On Wilkins, A&M 2, visitors will find four separate shows: "Homage: respectful ridicule as art", featuring the wonderful work of caricaturist Mike Caplanis; "Life I knew, Life Anew", marking Nigerian sculptor Maduka Uduh's first exhibition in the United States; "Small Works", an exhibition of 30 of the Washington, D.C.-area's finest emerging and established realist artists; and a solo photography exhibition by Jazalyn Dukes from the Montgomery County (Maryland) Camera Club.

Kathryn Markel Fine Arts, New York City, is host to Trine Bumiller's fifth solo exhibition in the gallery, "Interference". On view through February 11 are selections from Trine's newest series of paintings, which continue her explorations of landscape and memory. See images of Trine's work.


Trine Bumiller, Pattern and Fragmentation, 2016
Oil on Panel, 36" x 48"

Trine Bumiller on FaceBook

Trine Bumiller at Escape Into Life

Also on view through February 11 is "Laura Fayer: Beyond Measure". For this second solo show at the gallery, the New York City-based Fayer is exhibiting multi-layered, abstract works that combine printmaking with collage and painting to evoke the themes of impermanence and imperfection. View images of Fayer's beautiful acrylics and Japanese papers on canvas.

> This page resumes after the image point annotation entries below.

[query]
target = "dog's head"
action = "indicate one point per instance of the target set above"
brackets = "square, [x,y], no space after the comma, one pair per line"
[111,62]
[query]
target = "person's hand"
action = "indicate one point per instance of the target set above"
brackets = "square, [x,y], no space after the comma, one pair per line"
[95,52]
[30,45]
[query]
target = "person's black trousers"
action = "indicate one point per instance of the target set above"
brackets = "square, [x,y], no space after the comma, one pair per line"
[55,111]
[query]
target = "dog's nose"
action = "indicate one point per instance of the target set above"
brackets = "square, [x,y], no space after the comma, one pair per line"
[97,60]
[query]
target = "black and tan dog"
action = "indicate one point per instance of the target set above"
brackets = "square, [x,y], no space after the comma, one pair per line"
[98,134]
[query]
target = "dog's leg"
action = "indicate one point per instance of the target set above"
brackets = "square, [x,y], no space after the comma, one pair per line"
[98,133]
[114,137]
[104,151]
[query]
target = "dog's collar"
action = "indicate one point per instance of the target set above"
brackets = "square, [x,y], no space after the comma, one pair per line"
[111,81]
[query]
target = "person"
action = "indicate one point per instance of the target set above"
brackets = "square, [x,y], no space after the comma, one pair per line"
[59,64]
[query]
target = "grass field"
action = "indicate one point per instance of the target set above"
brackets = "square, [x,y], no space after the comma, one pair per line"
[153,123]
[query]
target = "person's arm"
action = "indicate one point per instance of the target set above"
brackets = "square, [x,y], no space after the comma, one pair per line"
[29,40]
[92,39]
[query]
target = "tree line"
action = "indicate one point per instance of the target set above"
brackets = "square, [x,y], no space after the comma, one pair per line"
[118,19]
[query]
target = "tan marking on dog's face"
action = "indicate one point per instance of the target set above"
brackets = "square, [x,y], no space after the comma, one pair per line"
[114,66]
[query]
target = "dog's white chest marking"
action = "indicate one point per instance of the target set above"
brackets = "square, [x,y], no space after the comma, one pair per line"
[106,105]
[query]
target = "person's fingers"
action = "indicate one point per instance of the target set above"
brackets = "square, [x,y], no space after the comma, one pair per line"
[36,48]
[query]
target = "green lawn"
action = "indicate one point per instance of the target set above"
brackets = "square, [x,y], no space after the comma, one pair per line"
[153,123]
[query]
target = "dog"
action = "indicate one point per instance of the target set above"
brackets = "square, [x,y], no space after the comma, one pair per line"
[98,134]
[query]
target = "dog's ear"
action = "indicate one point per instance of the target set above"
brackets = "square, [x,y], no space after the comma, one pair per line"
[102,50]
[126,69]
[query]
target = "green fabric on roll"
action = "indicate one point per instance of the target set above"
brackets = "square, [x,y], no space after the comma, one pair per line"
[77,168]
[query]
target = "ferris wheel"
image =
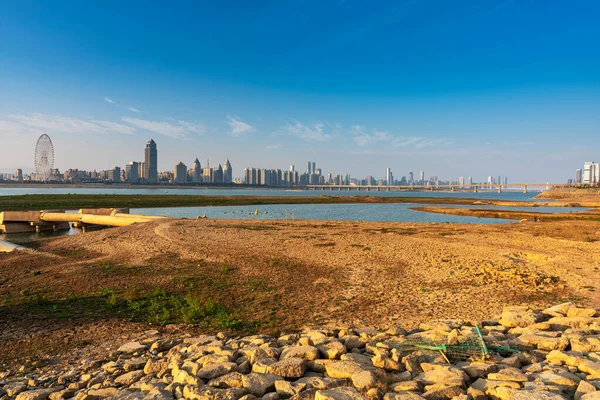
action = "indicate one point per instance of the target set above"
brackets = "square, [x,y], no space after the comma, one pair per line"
[44,157]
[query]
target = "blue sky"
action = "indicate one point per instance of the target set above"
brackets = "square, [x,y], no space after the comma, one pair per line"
[454,88]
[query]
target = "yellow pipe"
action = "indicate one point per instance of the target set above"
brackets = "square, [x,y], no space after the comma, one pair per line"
[148,217]
[111,221]
[59,217]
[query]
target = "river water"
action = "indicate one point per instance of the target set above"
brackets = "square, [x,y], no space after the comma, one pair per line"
[396,212]
[113,189]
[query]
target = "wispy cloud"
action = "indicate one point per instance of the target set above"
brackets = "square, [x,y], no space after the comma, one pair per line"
[178,129]
[364,137]
[238,127]
[314,132]
[57,123]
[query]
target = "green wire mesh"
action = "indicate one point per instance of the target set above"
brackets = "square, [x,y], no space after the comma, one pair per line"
[471,347]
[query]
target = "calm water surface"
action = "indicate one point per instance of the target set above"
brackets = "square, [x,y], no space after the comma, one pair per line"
[516,195]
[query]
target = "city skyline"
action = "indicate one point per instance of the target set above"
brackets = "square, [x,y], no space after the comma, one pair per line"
[410,87]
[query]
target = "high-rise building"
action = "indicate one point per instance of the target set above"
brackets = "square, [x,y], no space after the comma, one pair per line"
[151,162]
[114,175]
[132,170]
[227,172]
[389,177]
[180,173]
[197,172]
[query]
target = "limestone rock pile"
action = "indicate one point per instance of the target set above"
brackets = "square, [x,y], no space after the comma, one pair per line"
[559,358]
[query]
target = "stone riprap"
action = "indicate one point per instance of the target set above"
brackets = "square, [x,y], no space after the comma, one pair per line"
[559,358]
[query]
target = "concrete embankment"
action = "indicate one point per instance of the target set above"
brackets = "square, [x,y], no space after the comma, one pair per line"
[534,354]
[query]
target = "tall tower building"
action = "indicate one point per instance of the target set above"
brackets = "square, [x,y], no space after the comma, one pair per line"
[151,162]
[197,172]
[227,172]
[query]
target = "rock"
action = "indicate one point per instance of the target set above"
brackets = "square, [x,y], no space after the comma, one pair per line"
[560,379]
[364,380]
[442,374]
[517,317]
[581,312]
[332,350]
[343,369]
[386,363]
[259,384]
[129,378]
[14,388]
[543,342]
[534,395]
[215,370]
[443,393]
[102,392]
[158,367]
[407,386]
[322,383]
[402,396]
[231,380]
[37,394]
[508,374]
[341,393]
[585,344]
[308,353]
[584,388]
[62,394]
[134,364]
[210,393]
[132,347]
[289,389]
[591,396]
[288,368]
[559,310]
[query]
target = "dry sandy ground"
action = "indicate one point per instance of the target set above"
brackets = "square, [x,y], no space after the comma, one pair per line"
[284,277]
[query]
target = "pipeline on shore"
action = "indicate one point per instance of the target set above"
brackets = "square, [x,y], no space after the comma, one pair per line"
[57,220]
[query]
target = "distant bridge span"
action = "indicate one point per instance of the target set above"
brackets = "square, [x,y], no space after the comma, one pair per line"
[452,187]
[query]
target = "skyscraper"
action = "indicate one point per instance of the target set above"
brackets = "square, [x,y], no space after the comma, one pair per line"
[389,177]
[180,173]
[132,171]
[227,172]
[197,172]
[151,162]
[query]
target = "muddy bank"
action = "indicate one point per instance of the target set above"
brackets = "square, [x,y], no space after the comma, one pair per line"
[266,276]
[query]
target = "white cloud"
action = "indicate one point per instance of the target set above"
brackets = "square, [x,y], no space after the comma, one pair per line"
[308,132]
[175,130]
[60,124]
[238,127]
[364,137]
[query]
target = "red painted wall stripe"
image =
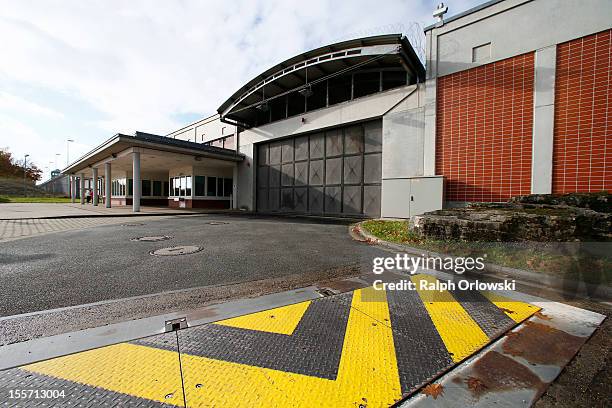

Laura Fayer, In Space and Time, 2016
Acrylic and Japanese Paper on Canvas
52" x 44"

Laura Fayer on Instagram

Kathryn Markel on FaceBook and Instagram

✭ In the Photography Gallery at the Virginia Museum of Fine Arts, Richmond, you'll fine "Kertesz", an exhibition of 30 images drawn from VFMA's collection that highlight the influential artist's early career in Hungary and seminal moments during 60 years in Paris and New York City. The exhibition continues through February 12.

Andre Kertesz (1894-1985)

VMFA on FaceBook, Instagram, and YouTube

✭ Tomorrow, January 21, marks the opening of "Rodin: The Human Experience" at Oregon's Portland Art Museum. Drawn from the Iris and B. Gerald Cantor Collections, the exhibition, commemorating the 100th anniversary of the French sculptor's death, showcases 52 bronzes, including The Burghers of Calais, The Night (Double Figure), Dance Movement D, and Monumental Torso of the Walking Man. Also featured are Rodin's portrait sculptures of writers Victor Hugo and Honore de Balzac, composer Gustav Mahler, artist Claude Lorraine, and dancer Hanako. The exhibition concludes April 16.